AI model turns a single photo into a 3D world

China's leading technology company Tencent has just announced a new artificial intelligence model, capable of creating videos simulating movement in three-dimensional space with just a single input image.

Called HunyuanWorld-Voyager, the system generates short clips containing depth information, which can then be reconstructed into a 3D dot matrix – opening up new possibilities for content creators, though it falls short of fully interacting with 3D models.

HunyuanWorld-Voyager is an open-weighted model that generates sequences of 49 frames—about two seconds of video—but users can link clips together to create multiple minutes of continuous footage.

Ars Technica notes that as the viewer changes the virtual camera's perspective, objects maintain their relative positions, and the environment acts as if it were fully three-dimensional.

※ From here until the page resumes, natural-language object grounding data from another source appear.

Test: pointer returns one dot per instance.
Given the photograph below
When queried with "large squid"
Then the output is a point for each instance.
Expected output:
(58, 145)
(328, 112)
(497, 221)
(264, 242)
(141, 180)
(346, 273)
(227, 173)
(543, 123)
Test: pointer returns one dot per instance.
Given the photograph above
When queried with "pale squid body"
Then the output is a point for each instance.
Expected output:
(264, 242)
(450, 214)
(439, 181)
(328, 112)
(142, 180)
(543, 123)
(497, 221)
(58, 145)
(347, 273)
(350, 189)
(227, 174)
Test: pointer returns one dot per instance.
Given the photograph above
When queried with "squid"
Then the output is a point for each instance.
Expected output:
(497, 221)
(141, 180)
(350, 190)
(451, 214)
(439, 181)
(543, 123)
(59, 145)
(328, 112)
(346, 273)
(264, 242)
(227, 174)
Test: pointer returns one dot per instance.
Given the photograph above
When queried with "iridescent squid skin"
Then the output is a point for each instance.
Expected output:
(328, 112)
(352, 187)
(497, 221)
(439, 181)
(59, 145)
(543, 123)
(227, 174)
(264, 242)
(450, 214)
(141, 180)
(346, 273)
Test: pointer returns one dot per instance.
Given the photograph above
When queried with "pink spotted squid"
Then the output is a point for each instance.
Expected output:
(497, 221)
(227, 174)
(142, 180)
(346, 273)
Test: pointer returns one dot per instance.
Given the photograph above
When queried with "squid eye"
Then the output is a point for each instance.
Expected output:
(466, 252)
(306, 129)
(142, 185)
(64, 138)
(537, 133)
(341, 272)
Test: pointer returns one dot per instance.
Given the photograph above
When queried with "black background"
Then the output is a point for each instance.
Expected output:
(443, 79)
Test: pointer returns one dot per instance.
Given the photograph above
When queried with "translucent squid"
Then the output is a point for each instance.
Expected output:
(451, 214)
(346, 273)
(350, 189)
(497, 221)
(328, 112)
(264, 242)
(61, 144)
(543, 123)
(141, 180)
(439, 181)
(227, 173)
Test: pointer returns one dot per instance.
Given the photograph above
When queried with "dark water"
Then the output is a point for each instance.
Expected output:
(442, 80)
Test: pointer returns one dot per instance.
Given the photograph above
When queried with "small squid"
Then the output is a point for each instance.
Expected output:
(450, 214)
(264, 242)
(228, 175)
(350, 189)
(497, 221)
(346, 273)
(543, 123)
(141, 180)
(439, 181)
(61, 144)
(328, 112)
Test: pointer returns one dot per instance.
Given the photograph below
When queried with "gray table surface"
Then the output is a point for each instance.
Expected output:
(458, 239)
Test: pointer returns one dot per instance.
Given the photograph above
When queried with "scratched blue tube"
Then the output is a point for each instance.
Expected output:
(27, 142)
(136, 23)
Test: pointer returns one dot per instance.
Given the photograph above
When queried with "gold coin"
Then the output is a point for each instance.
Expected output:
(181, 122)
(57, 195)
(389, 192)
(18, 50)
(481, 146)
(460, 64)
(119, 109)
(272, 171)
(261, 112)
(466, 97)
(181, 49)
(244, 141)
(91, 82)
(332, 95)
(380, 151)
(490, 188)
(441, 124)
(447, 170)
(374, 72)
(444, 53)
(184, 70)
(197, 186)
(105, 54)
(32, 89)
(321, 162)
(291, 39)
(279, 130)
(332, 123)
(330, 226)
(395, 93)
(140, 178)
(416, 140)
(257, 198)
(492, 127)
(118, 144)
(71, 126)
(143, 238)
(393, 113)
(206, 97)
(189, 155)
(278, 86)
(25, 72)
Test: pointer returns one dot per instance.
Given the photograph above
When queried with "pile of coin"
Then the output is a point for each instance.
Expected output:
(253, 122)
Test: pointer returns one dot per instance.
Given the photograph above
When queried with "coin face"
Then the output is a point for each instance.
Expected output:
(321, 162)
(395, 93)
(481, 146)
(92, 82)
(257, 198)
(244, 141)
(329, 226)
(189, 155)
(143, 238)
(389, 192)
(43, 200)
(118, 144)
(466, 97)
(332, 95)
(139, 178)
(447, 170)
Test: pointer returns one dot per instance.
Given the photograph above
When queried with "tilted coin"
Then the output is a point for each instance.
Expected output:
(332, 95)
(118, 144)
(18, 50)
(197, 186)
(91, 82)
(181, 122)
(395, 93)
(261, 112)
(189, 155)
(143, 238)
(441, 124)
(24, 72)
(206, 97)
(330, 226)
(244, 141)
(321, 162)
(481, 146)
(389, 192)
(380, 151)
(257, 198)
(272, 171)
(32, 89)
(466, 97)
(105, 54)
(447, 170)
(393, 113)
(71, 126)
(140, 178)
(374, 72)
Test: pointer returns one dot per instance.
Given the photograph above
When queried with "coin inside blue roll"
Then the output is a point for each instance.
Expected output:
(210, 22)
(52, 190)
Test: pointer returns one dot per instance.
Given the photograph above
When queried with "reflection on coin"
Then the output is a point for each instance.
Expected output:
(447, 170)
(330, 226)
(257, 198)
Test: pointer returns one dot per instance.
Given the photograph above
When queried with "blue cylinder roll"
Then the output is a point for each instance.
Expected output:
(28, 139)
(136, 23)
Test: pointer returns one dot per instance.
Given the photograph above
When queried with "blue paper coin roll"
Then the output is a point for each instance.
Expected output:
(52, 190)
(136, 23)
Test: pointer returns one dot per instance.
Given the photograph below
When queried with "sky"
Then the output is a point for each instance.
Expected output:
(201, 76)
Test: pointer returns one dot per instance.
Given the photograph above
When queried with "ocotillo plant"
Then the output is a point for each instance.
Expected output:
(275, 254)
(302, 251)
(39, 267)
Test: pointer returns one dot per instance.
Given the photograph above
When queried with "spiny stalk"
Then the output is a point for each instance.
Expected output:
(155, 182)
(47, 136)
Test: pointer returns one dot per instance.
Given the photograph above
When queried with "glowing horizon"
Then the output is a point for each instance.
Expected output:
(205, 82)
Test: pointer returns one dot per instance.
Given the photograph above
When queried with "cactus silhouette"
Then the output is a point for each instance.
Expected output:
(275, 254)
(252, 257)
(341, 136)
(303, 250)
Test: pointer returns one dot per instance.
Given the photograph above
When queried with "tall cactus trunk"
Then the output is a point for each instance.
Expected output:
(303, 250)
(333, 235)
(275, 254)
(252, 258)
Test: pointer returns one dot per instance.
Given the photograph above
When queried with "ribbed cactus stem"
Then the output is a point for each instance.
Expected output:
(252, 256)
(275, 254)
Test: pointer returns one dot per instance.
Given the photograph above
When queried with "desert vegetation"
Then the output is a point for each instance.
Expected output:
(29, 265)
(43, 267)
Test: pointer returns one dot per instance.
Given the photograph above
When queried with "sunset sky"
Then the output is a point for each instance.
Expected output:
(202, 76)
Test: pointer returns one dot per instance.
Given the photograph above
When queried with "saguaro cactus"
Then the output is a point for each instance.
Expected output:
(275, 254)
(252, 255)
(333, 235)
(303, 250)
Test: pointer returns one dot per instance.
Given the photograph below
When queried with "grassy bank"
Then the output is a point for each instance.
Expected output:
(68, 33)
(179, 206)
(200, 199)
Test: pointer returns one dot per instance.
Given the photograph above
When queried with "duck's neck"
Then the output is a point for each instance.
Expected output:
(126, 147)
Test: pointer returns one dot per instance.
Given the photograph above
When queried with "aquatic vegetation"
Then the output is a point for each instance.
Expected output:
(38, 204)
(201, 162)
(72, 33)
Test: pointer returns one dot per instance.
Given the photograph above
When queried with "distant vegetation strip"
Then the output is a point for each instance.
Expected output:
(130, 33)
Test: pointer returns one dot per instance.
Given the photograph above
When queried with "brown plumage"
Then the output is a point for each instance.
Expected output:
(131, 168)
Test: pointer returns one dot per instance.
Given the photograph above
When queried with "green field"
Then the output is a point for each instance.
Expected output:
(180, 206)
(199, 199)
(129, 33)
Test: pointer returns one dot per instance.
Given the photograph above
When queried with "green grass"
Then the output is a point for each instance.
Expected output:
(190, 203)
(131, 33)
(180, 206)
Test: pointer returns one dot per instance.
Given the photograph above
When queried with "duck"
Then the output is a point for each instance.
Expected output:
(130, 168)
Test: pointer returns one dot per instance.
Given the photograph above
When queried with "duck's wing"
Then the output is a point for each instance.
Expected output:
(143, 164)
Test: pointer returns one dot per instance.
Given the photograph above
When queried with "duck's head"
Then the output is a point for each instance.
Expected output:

While the final output is still two-dimensional video, Tencent says the accompanying depth data allows for 3D reconstruction without the need for traditional modeling techniques.

Voyager works by combining input images with user-defined camera paths. Users specify movements like panning, tilting, or moving through the scene, and the system simultaneously generates color video and a depth map. When an object appears in the video, the output depth data records its relative distance to the correct location.

A secondary component, called world cache in Tencent's technical paper, stores 3D point clouds as the system generates new frames.

With each camera move, Voyager projects these points back into two dimensions and uses them as a reference. This process ensures that subsequent frames match the previously generated content, helping to maintain spatial consistency.

This model protects against distortion after the frames are created by converting them to 3D points, which are then fed back to the system for comparison. This feedback loop ensures geometric stability, even though errors accumulate over time.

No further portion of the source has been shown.